Sunday, December 13, 2009
I learned a couple of weeks ago that my talk, Add Some XBOX To Your UX, has been accepted for SXSW 2010. I know a lot of people speak at SXSW (2010 will have, like, 220 panels), but I’m pretty excited. It’ll be the first lengthy solo presentation I’ve given since graduate school and, well, it’s just nice to have an excuse to cogitate and do some deeper research on a particular subject. It really does feel like a thesis project, though. In a very good way.
I haven’t settled on any specifics, of course, but the main thrust of the talk will be about how features that one might commonly associate with games — “game-like mechanics,” I tend to call them — can be applied to non-game social software to enhance the user experience and to guide users towards particular outcomes. And despite the “UX” in the title, the talk won’t be geared specifically towards people with “user experience designer” on their business cards — it should appeal to anyone interested in new ways of thinking about how we do things together online.
The talk will build on the idea that so much of what we do together online is done for fun. Services like Twitter and Facebook can pat themselves on the back about the importance of what they do — allowing people to organize in new ways, find old friends, take political action, and such — but the core of the most well-used social media sites today is all about, I feel, people using their services to have fun. Sharing information (photos, videos, bars I go to, etc.) with friends is fun.
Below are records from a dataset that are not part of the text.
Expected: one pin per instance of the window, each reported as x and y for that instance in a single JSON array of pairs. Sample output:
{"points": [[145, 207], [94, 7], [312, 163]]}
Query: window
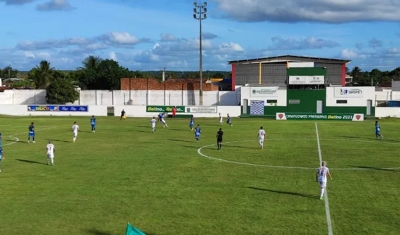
{"points": [[294, 101]]}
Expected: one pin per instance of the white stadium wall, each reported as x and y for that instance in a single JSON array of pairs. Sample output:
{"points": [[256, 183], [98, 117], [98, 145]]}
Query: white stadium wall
{"points": [[383, 112], [267, 94], [353, 96], [22, 110], [140, 111], [119, 97]]}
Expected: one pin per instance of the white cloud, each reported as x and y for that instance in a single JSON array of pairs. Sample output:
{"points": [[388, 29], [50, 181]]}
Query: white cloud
{"points": [[348, 54], [113, 56], [331, 11], [55, 5]]}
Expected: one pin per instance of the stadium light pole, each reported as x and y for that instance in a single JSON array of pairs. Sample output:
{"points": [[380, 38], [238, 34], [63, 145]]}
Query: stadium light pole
{"points": [[200, 14]]}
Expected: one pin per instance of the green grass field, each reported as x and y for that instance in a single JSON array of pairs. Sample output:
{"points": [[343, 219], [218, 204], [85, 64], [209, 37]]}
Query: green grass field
{"points": [[161, 184]]}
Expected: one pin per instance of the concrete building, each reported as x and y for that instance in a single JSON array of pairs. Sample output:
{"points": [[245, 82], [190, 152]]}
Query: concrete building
{"points": [[272, 71]]}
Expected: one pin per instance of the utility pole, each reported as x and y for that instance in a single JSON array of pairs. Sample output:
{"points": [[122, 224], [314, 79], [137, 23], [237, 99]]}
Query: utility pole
{"points": [[200, 11]]}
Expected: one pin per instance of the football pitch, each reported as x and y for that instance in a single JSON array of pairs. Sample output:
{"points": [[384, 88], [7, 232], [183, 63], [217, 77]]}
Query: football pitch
{"points": [[165, 183]]}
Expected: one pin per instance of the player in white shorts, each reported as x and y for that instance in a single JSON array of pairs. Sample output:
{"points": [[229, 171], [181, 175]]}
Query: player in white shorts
{"points": [[153, 124], [321, 178], [163, 122], [261, 137], [75, 129], [50, 149]]}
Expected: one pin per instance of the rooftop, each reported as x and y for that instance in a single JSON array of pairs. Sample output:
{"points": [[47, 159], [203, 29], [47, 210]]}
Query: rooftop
{"points": [[289, 58]]}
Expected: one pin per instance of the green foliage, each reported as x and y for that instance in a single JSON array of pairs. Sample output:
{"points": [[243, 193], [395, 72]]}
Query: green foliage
{"points": [[374, 77], [8, 72], [61, 91]]}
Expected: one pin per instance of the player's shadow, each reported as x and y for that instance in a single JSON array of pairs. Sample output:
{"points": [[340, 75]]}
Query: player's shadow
{"points": [[375, 168], [99, 232], [30, 161], [285, 192], [240, 147], [65, 141], [349, 137], [176, 140]]}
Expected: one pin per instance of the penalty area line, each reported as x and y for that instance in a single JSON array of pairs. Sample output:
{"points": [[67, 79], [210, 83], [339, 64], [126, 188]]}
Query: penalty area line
{"points": [[26, 132], [327, 210]]}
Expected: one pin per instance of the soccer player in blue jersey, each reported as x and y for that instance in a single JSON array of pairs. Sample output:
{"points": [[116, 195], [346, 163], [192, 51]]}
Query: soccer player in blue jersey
{"points": [[197, 132], [93, 123], [228, 120], [378, 131], [1, 156], [191, 123], [31, 130]]}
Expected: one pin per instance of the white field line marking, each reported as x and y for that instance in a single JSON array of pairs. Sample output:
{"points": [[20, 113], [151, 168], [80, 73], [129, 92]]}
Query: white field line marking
{"points": [[328, 213], [280, 167], [26, 132]]}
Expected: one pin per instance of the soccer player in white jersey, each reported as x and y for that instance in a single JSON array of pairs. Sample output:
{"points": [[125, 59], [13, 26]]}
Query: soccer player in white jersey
{"points": [[153, 124], [163, 122], [321, 178], [75, 129], [261, 137], [50, 149]]}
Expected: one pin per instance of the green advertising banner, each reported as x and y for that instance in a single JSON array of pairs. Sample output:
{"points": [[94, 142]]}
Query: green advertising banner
{"points": [[160, 109], [316, 116]]}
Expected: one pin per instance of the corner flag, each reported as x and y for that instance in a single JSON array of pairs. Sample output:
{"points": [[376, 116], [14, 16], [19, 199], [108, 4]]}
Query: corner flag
{"points": [[130, 230]]}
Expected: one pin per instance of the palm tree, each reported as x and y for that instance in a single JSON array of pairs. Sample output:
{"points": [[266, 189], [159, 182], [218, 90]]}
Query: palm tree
{"points": [[42, 75], [90, 63]]}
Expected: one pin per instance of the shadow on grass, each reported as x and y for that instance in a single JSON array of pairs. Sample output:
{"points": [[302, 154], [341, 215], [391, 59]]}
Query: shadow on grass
{"points": [[349, 137], [375, 168], [239, 147], [65, 141], [97, 232], [18, 142], [175, 140], [32, 162], [285, 192]]}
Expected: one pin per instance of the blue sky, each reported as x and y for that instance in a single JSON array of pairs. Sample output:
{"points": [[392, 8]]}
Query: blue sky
{"points": [[150, 35]]}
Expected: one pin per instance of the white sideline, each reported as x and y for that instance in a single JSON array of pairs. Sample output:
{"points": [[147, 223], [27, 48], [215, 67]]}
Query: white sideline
{"points": [[328, 213]]}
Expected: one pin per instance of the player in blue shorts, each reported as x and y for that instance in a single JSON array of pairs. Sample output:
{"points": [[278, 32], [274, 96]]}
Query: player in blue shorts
{"points": [[228, 120], [378, 131], [191, 123], [197, 132], [1, 156], [93, 123], [31, 130]]}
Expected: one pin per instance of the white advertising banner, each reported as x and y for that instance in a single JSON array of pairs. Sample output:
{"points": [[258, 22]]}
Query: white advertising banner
{"points": [[264, 91], [345, 92], [201, 109], [306, 80]]}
And Twitter would not have had the impact it had on the Iranian election if millions of people like me had not signed up in the first place because it looked like a fun way to chat with a circle of friends. So what can we learn if we look at Twitter (for example) through that “fun” lens? Can we think about what that piece of “fun” is and how we might use game design strategies to amplify it?
Another starting point will be the subject of sites that use game mechanics to achieve very particular non-game goals which would be otherwise difficult/impossible. Google Image Labeller is a good (though not very new) example of this sort of thing. Opening ourselves up to games can give us a whole new box of tools to use when designing user experiences to achieve a certain goal. The concepts of friending people and rating things with stars or thumbs up/down and leaving comments and such are reasonably well understood and used all over the place. What other ways can people interact socially online? What other effects can we achieve?
These are fairly hefty subjects and I’m talking about them rather clumsily here. I’m definitely still refining my ideas. But I’ve been reading books, doing research, and having conversations about it — and expect to continue up until the day of the talk. Really, this is the most fun of the whole thing. Although the talk itself is a great opportunity, of course, and I look forward to kicking ass.